Incidents/2022-05-25 de.wikipedia.org
Jump to navigation
Jump to search
document status: final
Summary
Incident ID | 2022-05-25 de.wikipedia.org | Start | 20:08 |
---|---|---|---|
Task | T309178 | End | 20:14 |
People paged | 26 | Responder count | 8 |
Coordinators | Jbond | Affected metrics/SLOs | |
Impact | For 6 minutes, a portion of logged-in users and non-cached pages experienced a slower response or an error. This was due to increased load on one of the databases. |
An increase in POST requests to de.wikipedia.org caused an increase in load on one of the DB servers resulting in an increase in 503 responses and increased response time
Timeline
All times in UTC.
- 20:04 OUTAGE BEGINS
- 20:04 Received page "Service text-https:443 has failed probes"
- 20:08 rzl starts investigation
- 20:08 Received page "(FrontendUnavailable) firing: HAProxy (cache_text) has reduced HTTP availability"
- 20:08 rzl asked cjming to halt deploying
- 20:09 Recived page "(FrontendUnavailable) firing: varnish-text has reduced HTTP availability"
- 20:09 jbond takes IC
- 20:10 < rzl> looks like a spike of DB queries to s5 that saturated php-fpm workers, seems like it's already cleared
- 20:11 Received recovery "RECOVERY - High average GET latency for mw requests on appserver"
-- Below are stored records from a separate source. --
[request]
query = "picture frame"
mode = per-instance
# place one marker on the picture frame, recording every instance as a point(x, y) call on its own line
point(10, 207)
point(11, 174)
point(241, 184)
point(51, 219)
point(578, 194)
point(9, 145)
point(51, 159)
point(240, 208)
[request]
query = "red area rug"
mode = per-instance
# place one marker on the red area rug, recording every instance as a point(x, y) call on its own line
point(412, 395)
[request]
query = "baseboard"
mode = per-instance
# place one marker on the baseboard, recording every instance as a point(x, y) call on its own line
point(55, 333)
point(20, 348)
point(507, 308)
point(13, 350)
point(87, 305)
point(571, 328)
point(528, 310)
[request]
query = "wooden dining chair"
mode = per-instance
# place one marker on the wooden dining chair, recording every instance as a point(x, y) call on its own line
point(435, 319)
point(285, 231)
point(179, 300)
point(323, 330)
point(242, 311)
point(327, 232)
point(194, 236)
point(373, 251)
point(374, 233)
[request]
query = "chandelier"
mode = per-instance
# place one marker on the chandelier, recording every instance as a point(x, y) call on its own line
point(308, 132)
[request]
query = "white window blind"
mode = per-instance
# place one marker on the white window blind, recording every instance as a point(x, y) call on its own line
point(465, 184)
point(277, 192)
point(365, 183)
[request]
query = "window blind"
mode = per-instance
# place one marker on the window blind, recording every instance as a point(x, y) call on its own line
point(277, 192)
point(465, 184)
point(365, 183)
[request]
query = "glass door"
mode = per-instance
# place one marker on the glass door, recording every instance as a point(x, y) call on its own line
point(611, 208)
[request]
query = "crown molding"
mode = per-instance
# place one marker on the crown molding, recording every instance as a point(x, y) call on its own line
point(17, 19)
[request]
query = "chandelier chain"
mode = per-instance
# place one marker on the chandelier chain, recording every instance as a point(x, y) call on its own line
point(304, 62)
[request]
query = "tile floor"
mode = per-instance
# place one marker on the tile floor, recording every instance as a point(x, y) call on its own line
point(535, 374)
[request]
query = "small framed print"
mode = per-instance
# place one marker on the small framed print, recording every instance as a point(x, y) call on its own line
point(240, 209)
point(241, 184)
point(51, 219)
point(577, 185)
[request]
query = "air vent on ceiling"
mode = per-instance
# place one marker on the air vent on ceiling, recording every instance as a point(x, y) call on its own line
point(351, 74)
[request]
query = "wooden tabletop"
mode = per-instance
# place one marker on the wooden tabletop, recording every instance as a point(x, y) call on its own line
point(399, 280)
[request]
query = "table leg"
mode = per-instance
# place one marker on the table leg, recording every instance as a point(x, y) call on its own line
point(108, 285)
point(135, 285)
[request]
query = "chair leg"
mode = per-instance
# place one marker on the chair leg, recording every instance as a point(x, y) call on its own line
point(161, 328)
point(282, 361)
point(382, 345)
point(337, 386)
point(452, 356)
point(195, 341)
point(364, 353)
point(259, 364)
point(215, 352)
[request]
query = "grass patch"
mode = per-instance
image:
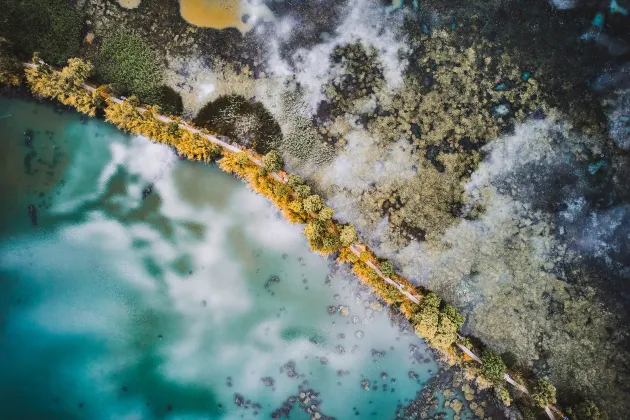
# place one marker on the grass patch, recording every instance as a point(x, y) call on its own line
point(248, 122)
point(129, 64)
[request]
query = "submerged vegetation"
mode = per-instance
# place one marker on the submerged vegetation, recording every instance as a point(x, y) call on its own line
point(433, 319)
- 20:11 < cwhite> Lots of POST to https://de.wikipedia.org
- 20:12 < rzl> s5 did see a traffic spike but recovered, still digging
- 20:13 Received recovery "resolved: (8) Service text-https:443 has failed probes"
- 20:13 Received recovery "resolved: HAProxy (cache_text) has reduced HTTP availability"
- 20:14 Received recovery "resolved: varnish-text has reduced HTTP availability"
- 20:14 OUTAGE ENDS
- 20:14 < cwhite> 2217 unique ips (according to logstash)
- 20:18 < bblack> identified traffic as "a bunch of dewiki root URLs"
- 20:22 < _joe_> php slowlogs mostly showed query() or curl_exec()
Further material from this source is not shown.